The wings, have classic top/bottom parts, were glued together, sprayed with Surfacer and left aside.  Later I glued the supports to it, as I thought it would help me to hold the correct angles.

 Now I painted the main assembled parts and after they dried up, I continued with the details. The canopy is a bit challenge as there are 4 parts, sides, top and front shield to be assembled. I finally used the trick of sticking the side to the fuselage in correct angle and glue the top on them. Then the front shield was glued too. When everything was dry, I took it off the fuselage to leave the assembly for later (I am not sure if this is the best way to do it, as I ran into some problems later with the clearness of the glassing). I painted the internal frames (yes, there are internal frames interpreting some inner structure), masked the outside frames of the canopy and glue it to the fuselage. The main leg parts were glued to the fuselage (it needs to look after the correct angle).

 At the last the wings were glued to the places, the painted screw and the tires were installed. The rigging was made of 0,8 fishing rod painted Humbrol Gunmetal enamel.

The horror started when I took off the masking tape of the canopy. Part of it was sprayed inside, as I left the gap between the canopy and fuselage in the place of the door and the sprayed colour went inside… To correct that, I had to take off the canopy, clean the windows (fortunately the Mr Colour Thinner worked well) and glued everything together again, to end up with mist on the windows… again the cleaning took place.

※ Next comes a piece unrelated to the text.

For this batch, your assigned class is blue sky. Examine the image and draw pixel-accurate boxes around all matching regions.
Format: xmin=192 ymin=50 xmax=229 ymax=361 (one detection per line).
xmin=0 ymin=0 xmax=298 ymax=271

Finally I painted the canopy with the Gunze gloss varnish and glued it to the place with moreless satisfying result.

COLORS & MARKINGS

I choose the "Torch" aircraft that seemed to me a bit more attractive with the yellow front and yellow edges of insignia.

 First I sprayed the fuselage and wings with Surfacer 1000 to find and correct some sanding marks.

 The parts of canopy were painted separately, inside frames using H 80 Khaki green and outside frames with H 78 Olive drab. After assemble of it I masked it again and sprayed outside again with Olive drab.

 The upper sides of the fuselage and wings were done with H78 Olive drab and bottom with H53 Neutral gray. The engine cover was sprayed with black primer and then with few layers of H3 Yellow. Then I sprayed the whole model with gloss Humbrol varnish and applied decals. Then came another level of gloss. I made some marks of the dust/sand near the wheels and tail using Gunze H66 Sandy Brown.

 After the final assembly of the kit (wings, wheels, screw) I made some scratches on the metal parts with Revell 90 silver,  to brake solidness of the Olive I used thinned Gunze Sandy Brown and Yellow. On the engine cover I added a bit of oil stains and that was it. After that I sprayed the model with Gunze Matt varnish to end up with some gray patches here and there. Thank to my friend Carmel who advised me to give it another spray, the correction wasn’t too hard.

CONCLUSIONS

As I mentioned, the kit is quite old and therefore doesn’t seem to meet nowadays standards.  I don't check the 100% correctness of every detail so I found this kit entertaining enough to buy another one. And as there is only one other possibility for this scale, if you are interested in this kind of aircraft, it is a good choice, because it is very cheap and provides good base for nice model.

REFERENCES

 I only used a number of the web pages to find about some details that are not well represented in the instruction sheet.